Saturday, 12 December 2009

Crime, Justice, and Common Sense

A while ago I posted on the perverse and inconsistent reasoning behind various forms of taxation. I pointed out that there were small taxes that were explicitly intended to affect behaviour, whereas other taxes - orders of magnitude larger - were assumed to be effective because they would not affect behaviour. Today, it is the turn of the criminal justice system.

Now, I'll accept that I am on shakier ground on this subject. I have little personal experience of crime and the criminal lifestyle, and no direct personal experience of the criminal justice system (well, not yet). I do however have experience of temptation and of living a life in which temptation is resisted, and criminality is avoided. I will therefore claim that as my qualification to write, and sally forth - blissfully exhibiting my naivety.

In theory, if someone commits a crime then we catch them, convict them, and sentence them. The purposes of sentencing are, of course, those of prevention, retribution, rehabilitation and deterrence. Arguably, the most important of those is rehabilitation - the process of making it less likely that the criminal will re-offend once the sentence is complete. For prison sentences, we have a system in which the second half of the sentence is almost always not served, the prisoner being released on parole after demonstrating that he or she is no longer a threat to the community.
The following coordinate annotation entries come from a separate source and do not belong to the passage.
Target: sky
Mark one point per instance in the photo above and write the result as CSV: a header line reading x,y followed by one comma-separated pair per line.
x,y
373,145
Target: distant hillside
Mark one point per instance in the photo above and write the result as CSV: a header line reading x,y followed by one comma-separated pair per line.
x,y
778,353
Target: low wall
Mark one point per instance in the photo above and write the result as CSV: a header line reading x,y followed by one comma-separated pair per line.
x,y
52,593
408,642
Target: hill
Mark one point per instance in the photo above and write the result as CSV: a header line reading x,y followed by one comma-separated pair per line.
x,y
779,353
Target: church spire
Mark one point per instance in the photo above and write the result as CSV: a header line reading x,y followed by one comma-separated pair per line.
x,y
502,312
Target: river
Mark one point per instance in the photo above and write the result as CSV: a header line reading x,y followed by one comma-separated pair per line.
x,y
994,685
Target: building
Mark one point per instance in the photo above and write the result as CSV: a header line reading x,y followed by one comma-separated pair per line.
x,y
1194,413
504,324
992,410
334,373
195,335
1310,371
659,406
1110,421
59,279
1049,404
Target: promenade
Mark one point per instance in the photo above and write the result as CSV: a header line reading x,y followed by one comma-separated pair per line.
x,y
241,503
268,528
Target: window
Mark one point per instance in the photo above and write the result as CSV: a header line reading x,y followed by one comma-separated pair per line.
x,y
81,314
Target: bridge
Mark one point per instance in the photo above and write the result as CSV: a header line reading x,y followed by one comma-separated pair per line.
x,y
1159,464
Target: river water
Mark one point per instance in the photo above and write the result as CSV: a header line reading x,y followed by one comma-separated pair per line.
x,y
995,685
We also have the Criminal Records Bureau (the "CRB"). This acts to stop known offenders from taking up posts where their record of criminality indicates that they may pose a threat to the community if they take up the post in question.

There is a huge logical inconsistency in these two approaches. For anyone to show up on the CRB's records, they must have been convicted and sentenced. That means that they have completed a sentence that was, in part, designed both to rehabilitate them and to deter them from repeating their offence. If it was a prison sentence, then (in addition) they were released on parole after a parole board decided that they were no longer a threat to the community. So, release from prison indicates that the person is safe to return to the community, whereas the CRB was established precisely because such people are not safe to return to the community.

The existence of the CRB check is, therefore, an admission that our criminal justice system is a failure. It is an admission that, despite completing their sentence, the criminal concerned is still a risk.

Hypothetically, would it therefore not have been better to look more closely at our justice system? To see how it might be improved so that those who had completed their sentence were objectively unlikely to re-offend? I realise that this is no easy task, and is (to a great extent) a pipe dream, but who would say that the CRB is easy to administer and cheap to run?

Surely, the cost and effort of the CRB could be put to better use within the criminal justice system, making the array of CRB checks unnecessary?

A final note. Mrs P works in a field where CRB checks are routine - and I mean, literally, routine; each organisation for whom she works has a member of staff (usually paid, unlike Mrs P) who processes the CRB forms in batches. No-one ever seriously expects the CRB check to return with anything other than a clean bill of health. If any ever did, people would probably faint. This means that no-one seriously thinks that all of this administrative effort, all of this cost, all of this work by so many people, all of the lost opportunity (in the form of what other work these people could do, what other investment we could make with this money) will actually stop anyone taking up the position for which they are applying.

Now, I will readily agree that this could indicate that CRB checks are forming an effective deterrent. but that is a justification for some CRB checking, not universal CRB checking.

The CRB is, therefore, a monumental waste of money, time and effort. As such it is, truly, a testament to New Labour.


  1. "We also have the Criminal Records Bureau (the "CRB"). This acts to stop known offenders from taking up posts where their record of criminality indicates that they may pose a threat to the community if they take up the post in question. "

    Unless, of course, the chap who is subcontracting to the council announces that he's been cleared even though he's a nonce...

  2. An appaling story, Julia - another example of someone who sees procedures as more important than reality.